- Interactive map of Atal Bihari Vajpayee Regional Park
- Type: Public park
- Location: Indore, Madhya Pradesh, India
- Area: 80 acres (32 ha)
- Created: Indore Development Authority
- Operator: Indore Development Authority
- Status: open
- Website: Official Website

= Atal Bihari Vajpayee Regional Park =

Park in Indore, India

Regional Park Indore (officially Atal Bihari Vajpayee Regional Park) is a park located in Indore, Madhya Pradesh. The park was developed and created by Indore Development Authority and was opened in 2003. Park is located on 80 acres of land with 42 acres for lake and other 38 for other attractions. Park is named after former Prime Minister of India Atal Bihari Vajpayee.
There is also a canal, which covers the whole park starting from one point of the pond and ending at the other part. The bridges over canal with the mist fountain make one feel a special type of peace, mentally as well as physically.
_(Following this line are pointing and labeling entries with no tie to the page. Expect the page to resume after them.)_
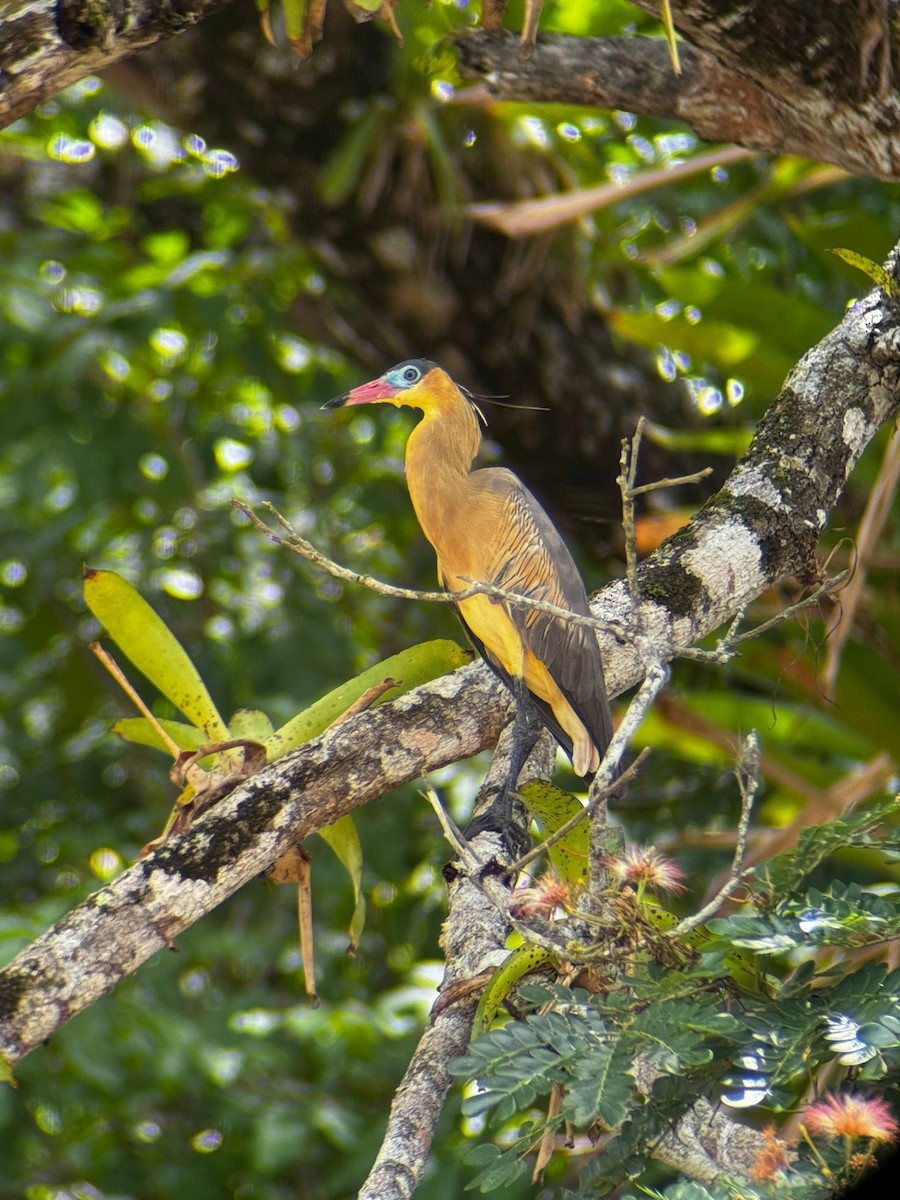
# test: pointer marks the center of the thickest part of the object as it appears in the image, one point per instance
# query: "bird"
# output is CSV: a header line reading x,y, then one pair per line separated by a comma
x,y
486,527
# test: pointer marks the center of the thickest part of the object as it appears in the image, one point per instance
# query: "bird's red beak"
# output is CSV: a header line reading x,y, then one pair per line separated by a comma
x,y
366,394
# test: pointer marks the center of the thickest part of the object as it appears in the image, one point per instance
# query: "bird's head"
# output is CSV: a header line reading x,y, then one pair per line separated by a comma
x,y
409,383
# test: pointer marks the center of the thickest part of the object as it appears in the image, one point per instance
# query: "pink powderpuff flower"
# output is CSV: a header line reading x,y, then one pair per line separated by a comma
x,y
851,1116
645,867
544,899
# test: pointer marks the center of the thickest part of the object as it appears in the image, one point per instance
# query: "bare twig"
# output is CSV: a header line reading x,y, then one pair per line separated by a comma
x,y
299,545
471,862
628,473
748,775
870,527
724,651
605,781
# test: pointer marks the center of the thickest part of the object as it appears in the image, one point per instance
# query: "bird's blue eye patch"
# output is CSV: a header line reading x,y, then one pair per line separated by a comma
x,y
409,373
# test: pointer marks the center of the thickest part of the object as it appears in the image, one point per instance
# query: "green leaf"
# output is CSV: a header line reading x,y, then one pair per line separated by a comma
x,y
250,724
343,839
520,963
139,731
145,639
553,807
882,279
411,667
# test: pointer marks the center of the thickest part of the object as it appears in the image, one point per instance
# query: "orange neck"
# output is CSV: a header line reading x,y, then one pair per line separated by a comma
x,y
439,454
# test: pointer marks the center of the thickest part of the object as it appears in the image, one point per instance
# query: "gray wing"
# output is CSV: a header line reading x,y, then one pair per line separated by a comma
x,y
533,561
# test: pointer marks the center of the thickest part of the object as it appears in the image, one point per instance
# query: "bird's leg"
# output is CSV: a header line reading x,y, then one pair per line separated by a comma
x,y
498,815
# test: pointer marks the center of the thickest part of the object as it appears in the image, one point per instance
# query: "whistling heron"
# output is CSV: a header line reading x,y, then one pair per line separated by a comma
x,y
486,527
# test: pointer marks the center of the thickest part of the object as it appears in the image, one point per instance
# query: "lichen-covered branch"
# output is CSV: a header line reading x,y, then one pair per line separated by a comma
x,y
46,45
760,527
765,522
124,924
796,78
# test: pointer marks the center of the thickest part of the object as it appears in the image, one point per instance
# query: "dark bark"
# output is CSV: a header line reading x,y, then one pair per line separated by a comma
x,y
762,525
46,45
815,81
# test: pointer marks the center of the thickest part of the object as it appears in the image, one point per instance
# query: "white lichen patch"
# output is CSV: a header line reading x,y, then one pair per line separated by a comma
x,y
855,430
726,559
753,481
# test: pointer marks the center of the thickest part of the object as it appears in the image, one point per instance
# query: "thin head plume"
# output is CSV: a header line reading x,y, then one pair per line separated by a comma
x,y
475,400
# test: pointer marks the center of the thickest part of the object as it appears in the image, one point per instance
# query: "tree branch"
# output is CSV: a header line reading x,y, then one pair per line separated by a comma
x,y
46,45
732,87
124,924
761,526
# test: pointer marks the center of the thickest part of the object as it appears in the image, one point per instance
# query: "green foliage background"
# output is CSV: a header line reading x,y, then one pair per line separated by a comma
x,y
150,372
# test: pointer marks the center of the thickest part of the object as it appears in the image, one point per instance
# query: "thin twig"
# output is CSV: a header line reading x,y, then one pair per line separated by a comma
x,y
622,780
748,775
605,781
471,861
675,481
724,651
877,510
625,479
299,545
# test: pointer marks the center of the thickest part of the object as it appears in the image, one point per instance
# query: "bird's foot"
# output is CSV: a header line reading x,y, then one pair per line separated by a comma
x,y
498,817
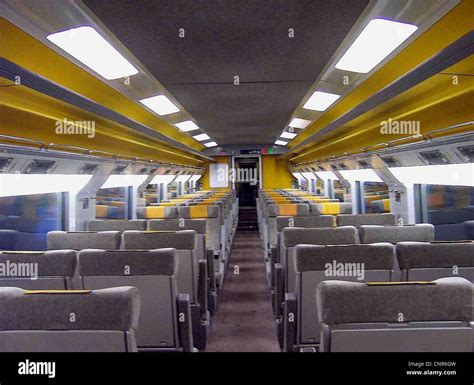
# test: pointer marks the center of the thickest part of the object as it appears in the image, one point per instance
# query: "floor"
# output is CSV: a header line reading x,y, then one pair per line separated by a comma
x,y
244,321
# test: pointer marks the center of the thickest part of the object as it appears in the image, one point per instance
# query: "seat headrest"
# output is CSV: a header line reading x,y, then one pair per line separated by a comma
x,y
149,240
412,255
60,240
446,299
394,234
376,256
292,236
115,308
127,262
292,210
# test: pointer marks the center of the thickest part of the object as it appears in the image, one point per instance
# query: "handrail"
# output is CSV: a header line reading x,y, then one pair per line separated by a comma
x,y
428,136
89,153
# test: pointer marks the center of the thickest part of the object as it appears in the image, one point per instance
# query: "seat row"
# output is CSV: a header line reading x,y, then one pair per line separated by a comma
x,y
164,266
219,209
298,321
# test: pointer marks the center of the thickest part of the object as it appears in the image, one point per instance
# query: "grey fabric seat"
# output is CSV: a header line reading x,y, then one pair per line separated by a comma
x,y
191,276
320,208
429,261
317,263
153,273
116,225
275,211
198,225
38,270
78,240
285,221
393,234
395,317
285,272
214,240
358,220
69,321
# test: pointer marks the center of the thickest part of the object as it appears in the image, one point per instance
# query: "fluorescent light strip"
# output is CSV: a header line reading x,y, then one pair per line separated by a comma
x,y
160,104
288,135
378,39
165,179
320,101
90,48
114,181
29,184
201,137
187,125
299,123
446,174
365,175
326,175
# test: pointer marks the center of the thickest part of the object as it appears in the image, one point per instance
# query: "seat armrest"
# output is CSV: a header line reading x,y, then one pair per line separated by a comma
x,y
185,329
273,261
279,288
203,284
289,322
211,276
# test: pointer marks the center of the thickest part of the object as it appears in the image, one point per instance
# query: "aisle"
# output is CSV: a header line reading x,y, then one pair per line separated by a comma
x,y
245,322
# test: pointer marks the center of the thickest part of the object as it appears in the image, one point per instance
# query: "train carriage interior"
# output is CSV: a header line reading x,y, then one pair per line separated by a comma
x,y
236,176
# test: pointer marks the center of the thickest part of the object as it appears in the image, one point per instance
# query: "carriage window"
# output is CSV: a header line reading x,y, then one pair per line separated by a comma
x,y
31,217
342,192
111,203
376,198
448,207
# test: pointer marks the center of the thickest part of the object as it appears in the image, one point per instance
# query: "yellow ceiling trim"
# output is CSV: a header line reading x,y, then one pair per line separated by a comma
x,y
24,50
29,114
451,27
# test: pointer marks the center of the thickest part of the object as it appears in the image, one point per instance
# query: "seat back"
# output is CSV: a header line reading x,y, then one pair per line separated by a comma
x,y
161,211
293,236
198,225
317,263
116,225
69,321
358,220
78,240
184,242
287,210
395,317
306,222
429,261
393,234
213,222
331,208
38,270
153,273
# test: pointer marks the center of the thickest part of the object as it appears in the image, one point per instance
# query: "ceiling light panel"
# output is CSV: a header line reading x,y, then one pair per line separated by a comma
x,y
187,126
378,39
90,48
288,135
201,137
299,123
320,101
160,104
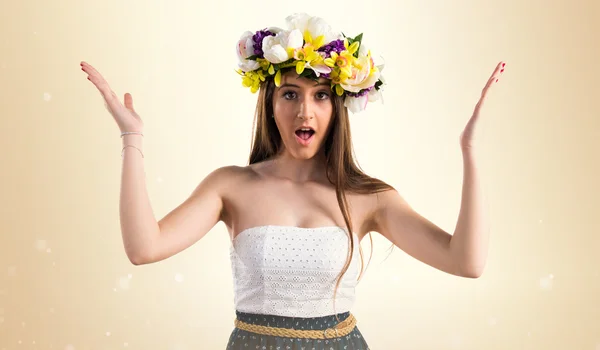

There are various exciting paddle boats (pedalos), speedboats (or motorboats/powerboats), and even small cruisers. The ride charges for these boats vary from each other.
The latest attraction to the Regional park is the mini cruiser Malwa Queen that has been added here, and is the first in the state. It has two decks, accommodating around 80 people, and has a restaurant and private party rooms.

== Attractions ==
- Amphitheatre
- Artists' village
- Bio-diversity garden
- Boating
- Fast food zone
- French gardens
- Jumping jet fountain
- Lake-view Point
- Malwa Queen - Only mini cruise restaurant in the state with capacity for 80 persons.